Facial recognition vans 'not about surveillance'

Live facial recognition vans with special cameras and software will be launched in Surrey and Sussex in a Home Office-funded trial
- Published
Vans equipped with facial recognition technology are set to be rolled out on streets in Sussex and Surrey.
Two vans fitted with cameras which feed into specialist software will aim to catch criminals, suspects, and those wanted on recall to prison across the counties.
The rollout comes amid opposition from politicians and campaign groups, some of whom call the technology "incredibly intrusive" and "racially biased".
Speaking at Sussex Police headquarters in Lewes, police and crime commissioner Katy Bourne said: "This is not about surveillance, this is about safeguarding."
She added: "If this takes our most dangerous offenders off the streets, that's got to be a good thing."
In Guildford, Surrey Police Ch Insp Andy Hill added: "We've taken a lot of learning from other forces who have been ahead of us with it.
"The software itself has been subject to a lot of testing and development and we are confident in its accuracy."
How does live facial recognition work?
Cameras in the van provide officers with live footage and monitor police databases for criminals or suspects.
The CCTV cameras will continuously run while the van is in operation.
Cameras only detect people on Sussex and Surrey Police watch lists, including people on court orders, those wanted on recall to prison, or suspects in criminal investigations.

Police officers sitting inside the van will monitor the live CCTV feeds for matches to the software
"If someone walks past our van and they're on our watch list, that will trigger an alert inside the van and let us know that we need to go up and speak to those people," explained Sussex Police's Ch Insp Jim Loader.
Anyone not on a watch list will have their face blurred on the police feed and their images will be deleted immediately, the forces said.
Mr Hill added that any alert the software generates will be subject to human review to confirm that it is a match.
The Home Office is funding the facial recognition scheme in Sussex and Surrey for the next five years.

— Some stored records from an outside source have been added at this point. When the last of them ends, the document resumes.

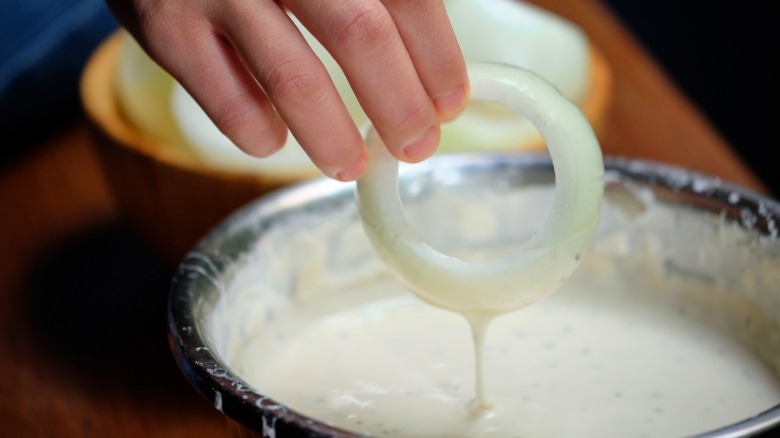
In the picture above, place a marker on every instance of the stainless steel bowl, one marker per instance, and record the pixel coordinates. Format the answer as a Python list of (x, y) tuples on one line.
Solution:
[(201, 277)]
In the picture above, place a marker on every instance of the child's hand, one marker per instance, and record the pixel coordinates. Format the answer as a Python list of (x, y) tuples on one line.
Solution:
[(248, 66)]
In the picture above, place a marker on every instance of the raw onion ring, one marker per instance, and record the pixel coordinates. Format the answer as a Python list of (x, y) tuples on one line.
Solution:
[(543, 263)]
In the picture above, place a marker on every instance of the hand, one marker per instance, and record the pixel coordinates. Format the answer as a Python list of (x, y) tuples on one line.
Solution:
[(250, 69)]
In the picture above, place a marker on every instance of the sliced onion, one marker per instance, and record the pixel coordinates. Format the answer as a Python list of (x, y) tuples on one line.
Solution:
[(547, 259)]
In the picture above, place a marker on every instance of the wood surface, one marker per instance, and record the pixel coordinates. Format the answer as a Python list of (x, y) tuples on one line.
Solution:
[(86, 355)]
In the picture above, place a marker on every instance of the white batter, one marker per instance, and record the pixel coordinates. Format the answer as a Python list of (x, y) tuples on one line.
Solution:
[(625, 348)]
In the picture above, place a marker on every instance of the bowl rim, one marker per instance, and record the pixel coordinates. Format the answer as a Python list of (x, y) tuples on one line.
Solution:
[(251, 409)]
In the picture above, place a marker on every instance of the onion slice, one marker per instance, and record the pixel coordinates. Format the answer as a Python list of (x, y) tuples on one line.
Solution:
[(543, 263)]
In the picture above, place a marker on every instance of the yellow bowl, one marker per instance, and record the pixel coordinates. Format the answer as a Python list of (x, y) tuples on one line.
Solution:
[(171, 197)]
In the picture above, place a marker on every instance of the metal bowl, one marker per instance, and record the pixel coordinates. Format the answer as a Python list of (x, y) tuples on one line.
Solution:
[(707, 203)]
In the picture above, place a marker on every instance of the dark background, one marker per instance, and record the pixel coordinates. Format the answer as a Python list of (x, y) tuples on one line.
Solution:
[(722, 54)]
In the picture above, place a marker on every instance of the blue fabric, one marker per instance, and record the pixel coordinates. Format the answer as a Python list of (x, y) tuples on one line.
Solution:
[(44, 45)]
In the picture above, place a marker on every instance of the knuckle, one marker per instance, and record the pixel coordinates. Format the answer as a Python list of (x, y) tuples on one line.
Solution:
[(233, 114), (415, 115), (363, 21), (293, 81)]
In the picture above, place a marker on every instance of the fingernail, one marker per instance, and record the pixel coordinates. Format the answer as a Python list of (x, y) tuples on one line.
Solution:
[(424, 146), (355, 171), (450, 105)]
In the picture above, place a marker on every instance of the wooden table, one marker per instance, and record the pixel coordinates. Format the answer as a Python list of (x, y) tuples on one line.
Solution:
[(85, 356)]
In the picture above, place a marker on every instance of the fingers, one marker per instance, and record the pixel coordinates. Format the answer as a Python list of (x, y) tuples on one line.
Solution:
[(430, 40), (246, 63), (204, 62), (362, 36), (296, 83)]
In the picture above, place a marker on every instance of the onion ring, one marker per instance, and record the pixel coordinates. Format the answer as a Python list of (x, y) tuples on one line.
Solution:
[(543, 263)]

Sussex Police Ch Insp Jim Loader says the cameras will speed up the time it takes to identify and catch criminals
Sian Berry, the Green MP for Brighton Pavilion, criticised the technology as "incredibly intrusive" and called for greater debate about its use before it was rolled out more broadly.
Other campaign groups have raised concerns that the cameras may reinforce racial biases, as some artificial intelligence cannot distinguish between black and Asian faces.
Matthew Johnson, chief executive of campaign group Race on the Agenda, said: "It hasn't been designed with black and brown communities in mind.
"It makes me feel more unsafe and less secure, and that my privacy rights can be breached at any point just going about my day."
Sussex Police Det Ch Supt Carwyn Hughes said their technology held "no statistical risk" of racial or gender bias, adding it was "incredibly important" to the force to prevent any profiling.
Mr Hill said he was "confident it minimises any false alerts".